Isolates from four distinct outbreaks that occurred in Quebéc between 2012 and 2016 were also included in the analysis. These outbreaks were designated as follows: outbreak 1, 2012 (n = 10; 8 human and 2 food isolates) outbreak 2, 2013 (n = 8 human isolates) outbreak 3, 2014 (n = 28; 12 human and 16 food isolates and outbreak 4, 2016 (n = 8 human isolates). All human cases and food items linked to these outbreaks were confirmed by epi-data. Outbreak 1 was linked to a wedding party, outbreak 2 and 3 were traced to separate restaurants and outbreak 4 was associated with a daycare catering service. In addition to the outbreak isolates (n = 54) we also added 91 sporadic clinical isolates collected in Quebéc between 2007 and 2016 into the analysis.

Whole genome sequencing results

An average of 983,919 reads was obtained per isolate (range, 339,270–2,974,917) for the set of 145 S. Heidelberg isolates, corresponding to an estimated average genome coverage of 121x (range, 42x -365x). The number of SPAdes-assembled contigs for the five outbreak isolates that were selected to act as the reference ranged from 24–27 with all the isolates assembled into fewer than 27 contigs (Table 3). The completely sequenced genome equivalent of these isolates have been published in a previous study [9].

Table 3

Assembly statistics for the 5 S. Heidelberg isolates that served as reference genomes.

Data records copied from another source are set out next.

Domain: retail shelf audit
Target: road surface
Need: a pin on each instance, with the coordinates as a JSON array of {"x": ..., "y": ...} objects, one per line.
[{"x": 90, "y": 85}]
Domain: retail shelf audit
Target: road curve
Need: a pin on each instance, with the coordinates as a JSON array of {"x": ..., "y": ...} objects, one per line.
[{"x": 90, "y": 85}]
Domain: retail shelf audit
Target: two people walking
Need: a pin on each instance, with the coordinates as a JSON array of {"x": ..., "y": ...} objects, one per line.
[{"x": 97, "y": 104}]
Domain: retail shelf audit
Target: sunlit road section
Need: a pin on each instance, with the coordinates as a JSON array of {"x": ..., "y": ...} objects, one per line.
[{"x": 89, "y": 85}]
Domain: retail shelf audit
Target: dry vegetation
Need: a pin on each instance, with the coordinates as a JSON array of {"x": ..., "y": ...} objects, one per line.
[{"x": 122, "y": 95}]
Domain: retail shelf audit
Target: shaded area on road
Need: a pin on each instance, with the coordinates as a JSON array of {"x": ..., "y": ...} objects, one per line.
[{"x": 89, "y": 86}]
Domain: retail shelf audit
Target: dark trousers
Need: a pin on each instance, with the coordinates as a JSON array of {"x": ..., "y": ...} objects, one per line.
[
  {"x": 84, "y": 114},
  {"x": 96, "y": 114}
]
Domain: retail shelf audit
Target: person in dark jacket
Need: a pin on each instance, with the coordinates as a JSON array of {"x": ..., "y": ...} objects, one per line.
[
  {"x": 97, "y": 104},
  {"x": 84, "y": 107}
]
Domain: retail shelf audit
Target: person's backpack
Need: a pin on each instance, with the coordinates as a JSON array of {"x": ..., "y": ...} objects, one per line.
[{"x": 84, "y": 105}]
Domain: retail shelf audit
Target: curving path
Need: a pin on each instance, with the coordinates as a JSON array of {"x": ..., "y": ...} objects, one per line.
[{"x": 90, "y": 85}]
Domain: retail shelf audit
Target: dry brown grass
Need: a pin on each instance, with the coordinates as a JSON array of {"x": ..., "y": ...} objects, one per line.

Strain	Total length (bp)	No of contigs	N50 (bp)	Coverage
ID117795	4,751,241	24	694,16	137
ID128787	4,747,971	27	363,273	43
ID128902	4,746,565	27	412,159	64
ID134609	4,853,519	27	412,096	130
ID135140	4,753,550	27	412,162	116

Core genome single nucleotide analysis

After removing repeats and prophages as well as SNV-dense regions from all the reference genomes, an average of 4,008,254 genomic positions (range 3,681,444–4,049,343) representing an average of 86% of the reference genomes (range 84.63–86.72%) had sufficient coverage (≥15x) across all 145 isolates for reference mapping. For all the S. Heidelberg reference genomes, an average of 769 high-quality consensus SNVs (range 751–819) were identified by both variant callers as common to all isolates and used for subsequent phylogenetic clustering. For the distantly related S. Dublin genome, 18,155 high-quality core genome SNVs were used to construct the phylogeny. In total, 15 minimum spanning trees were generated with 14 of these trees representing the 14 S. Heidelberg reference genomes. All outbreak isolates formed distinct clusters with all the 14 S. Heidelberg reference genomes and the topologies of these trees were highly similar (Fig 1A and 1B).

Fig 1

Minimum spanning phylogenetic tree of the core genome of 145 S. Heidelberg sequenced isolates generated using A) draft genome or B) closed referenced genome (ID117795) as an example.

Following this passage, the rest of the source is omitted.